Adverse childhood experiences are a collection of potentially traumatic events that occur before the age of adulthood. These include various forms of abuse and neglect, witnessing intimate partner violence, parental death or serious illness, parental divorce or separation, and a family member’s psychiatric illness. In contrast, biological aging refers to the accumulation of damage and loss of function in cells, tissues, and organs.
Previous research has found that people who have had negative childhood experiences are more likely to develop chronic diseases and live shorter lives. The researchers wanted to know if accelerated biological aging could help explain the link between adverse childhood experiences and poor health outcomes later in life.
“This work was part of a team effort at McMaster University led by Dr. Dawn Bowdish to better understand the factors that influence individuals’ health trajectories over the life course,” said corresponding author Chris Verschoor, a scientist at the Health Sciences North Research Institute and assistant professor at McMaster University and the Northern Ontario School of Medicine.
“I am fascinated by the determinants of health and immunity in older adults, especially how they interact with a person’s biology.” This study provided a once-in-a-lifetime opportunity to quantify how different types of early life adversity affect a person’s ‘biological age’ 30 to 60 years later.”
The researchers examined data from the Canadian Longitudinal Study on Aging, a long-term study of adult development and aging that enrolled 50,000 Canadians aged 45 to 85 at the time of recruitment.
The study included 23,354 people who had completed a 90-minute interview as well as physical and clinical assessments. The researchers looked at albumin, creatinine, glycated hemoglobin (HbA1C), C-reactive protein, lymphocyte percentage, mean cell volume, red blood cell distribution width, and white blood cell count as biomarkers of biological aging.
The participants’ average age was 59, and the majority (63 percent) reported having had at least one negative childhood experience. Participants who reported adversity in childhood were biologically older than those who did not. Furthermore, the researchers discovered a stronger link between adverse childhood experiences and biological age for more severe forms of adversity, such as physical and sexual abuse.
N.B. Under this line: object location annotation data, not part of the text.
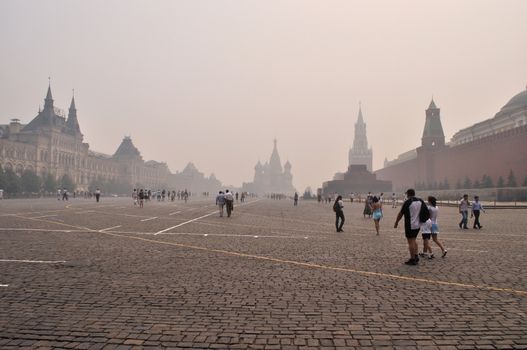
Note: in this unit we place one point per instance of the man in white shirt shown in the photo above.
(229, 202)
(410, 210)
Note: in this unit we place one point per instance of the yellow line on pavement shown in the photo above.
(325, 267)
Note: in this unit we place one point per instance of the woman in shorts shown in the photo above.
(376, 208)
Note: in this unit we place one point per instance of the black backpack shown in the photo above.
(424, 213)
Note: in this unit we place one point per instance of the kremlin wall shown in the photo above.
(494, 147)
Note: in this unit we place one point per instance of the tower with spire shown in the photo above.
(360, 153)
(72, 123)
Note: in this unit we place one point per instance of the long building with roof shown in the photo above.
(52, 143)
(271, 177)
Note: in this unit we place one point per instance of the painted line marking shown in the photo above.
(34, 261)
(109, 228)
(38, 229)
(44, 216)
(152, 218)
(215, 235)
(186, 222)
(326, 267)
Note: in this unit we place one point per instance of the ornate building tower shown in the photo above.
(433, 132)
(360, 153)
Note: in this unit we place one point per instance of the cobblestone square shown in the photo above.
(108, 275)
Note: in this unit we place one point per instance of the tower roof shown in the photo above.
(127, 149)
(360, 119)
(432, 104)
(73, 123)
(275, 163)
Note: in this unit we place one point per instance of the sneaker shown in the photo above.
(411, 262)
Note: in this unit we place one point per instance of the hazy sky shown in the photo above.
(214, 82)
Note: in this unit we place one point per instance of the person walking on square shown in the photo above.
(367, 206)
(229, 202)
(377, 212)
(477, 208)
(434, 230)
(338, 207)
(134, 196)
(220, 202)
(410, 210)
(464, 204)
(141, 196)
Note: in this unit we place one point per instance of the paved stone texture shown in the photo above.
(273, 276)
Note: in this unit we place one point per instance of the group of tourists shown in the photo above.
(476, 209)
(226, 200)
(418, 217)
(139, 196)
(63, 194)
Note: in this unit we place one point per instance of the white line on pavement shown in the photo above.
(37, 229)
(43, 216)
(34, 261)
(186, 222)
(224, 235)
(201, 217)
(109, 228)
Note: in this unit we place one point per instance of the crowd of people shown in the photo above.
(418, 217)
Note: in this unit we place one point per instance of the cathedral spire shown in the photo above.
(48, 101)
(360, 153)
(433, 134)
(360, 119)
(72, 123)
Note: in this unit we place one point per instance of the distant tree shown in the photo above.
(49, 183)
(467, 183)
(30, 182)
(511, 180)
(486, 182)
(97, 183)
(12, 182)
(67, 183)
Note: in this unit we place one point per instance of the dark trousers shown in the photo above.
(339, 215)
(229, 206)
(476, 219)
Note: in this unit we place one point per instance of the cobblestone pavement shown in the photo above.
(86, 275)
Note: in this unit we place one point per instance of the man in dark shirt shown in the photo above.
(410, 210)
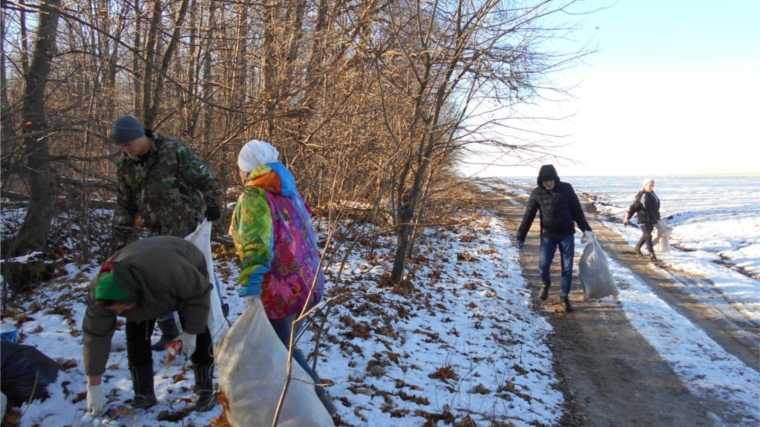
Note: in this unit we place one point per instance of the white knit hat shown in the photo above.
(256, 153)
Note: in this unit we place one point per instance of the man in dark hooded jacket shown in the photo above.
(559, 209)
(151, 276)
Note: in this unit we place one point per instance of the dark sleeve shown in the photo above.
(635, 206)
(199, 175)
(126, 208)
(528, 217)
(577, 211)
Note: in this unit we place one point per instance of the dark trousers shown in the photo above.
(549, 246)
(138, 344)
(646, 237)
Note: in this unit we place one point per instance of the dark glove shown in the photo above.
(213, 213)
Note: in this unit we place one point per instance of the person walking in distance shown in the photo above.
(162, 186)
(559, 210)
(646, 206)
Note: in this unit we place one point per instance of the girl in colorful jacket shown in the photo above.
(275, 242)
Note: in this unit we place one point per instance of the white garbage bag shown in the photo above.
(217, 324)
(594, 271)
(252, 367)
(661, 241)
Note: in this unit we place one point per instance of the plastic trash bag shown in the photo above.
(661, 241)
(594, 271)
(217, 323)
(26, 372)
(251, 363)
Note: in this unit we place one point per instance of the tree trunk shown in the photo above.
(33, 233)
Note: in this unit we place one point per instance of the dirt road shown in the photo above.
(610, 374)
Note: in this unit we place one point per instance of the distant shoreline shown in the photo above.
(665, 175)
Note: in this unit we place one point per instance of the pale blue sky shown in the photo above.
(673, 89)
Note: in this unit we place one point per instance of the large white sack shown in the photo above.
(252, 366)
(594, 271)
(662, 240)
(217, 324)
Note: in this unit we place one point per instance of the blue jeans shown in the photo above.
(282, 328)
(567, 251)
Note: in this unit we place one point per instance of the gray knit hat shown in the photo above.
(125, 130)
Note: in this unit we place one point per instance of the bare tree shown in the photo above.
(32, 236)
(440, 55)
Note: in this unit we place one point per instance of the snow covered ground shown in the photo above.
(463, 341)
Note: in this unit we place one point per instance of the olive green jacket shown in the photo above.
(167, 274)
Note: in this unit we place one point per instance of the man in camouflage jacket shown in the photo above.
(162, 189)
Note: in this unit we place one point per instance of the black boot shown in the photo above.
(142, 382)
(544, 292)
(566, 304)
(325, 399)
(204, 388)
(169, 332)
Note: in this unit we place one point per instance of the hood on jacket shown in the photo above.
(273, 177)
(256, 153)
(547, 172)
According to Verschoor, the findings suggest that “harms in early life can take many forms, and can lead to health consequences many years later.” “Our research shows that these consequences manifest as perturbations to multiple biological systems, which can be measured using blood biomarkers.”
However, the researchers noted that nearly all of the observed effect sizes were small. Adverse childhood experiences were also linked to educational level and smoking status, both of which were linked to biological age. Future research using longitudinal data, according to the study’s authors, could help us better understand the factors that link adverse childhood experiences to biological age.
“What our study does not show is whether the biological changes we discovered were caused by the early life events themselves, or by other events or risky behaviors that occurred later in life as a result,” Verschoor explained.
“As previously stated, this was a collaborative effort that could not have occurred without the participation of the Canadian Longitudinal Study on Aging and the involvement of fantastic collaborators,” he added. “In particular, Dr. Oxana Mian, the post-doctoral fellow who did the majority of the work, Dr. Dan Belsky of Columbia University, and Dr. Andrea Gonzalez of McMaster University.”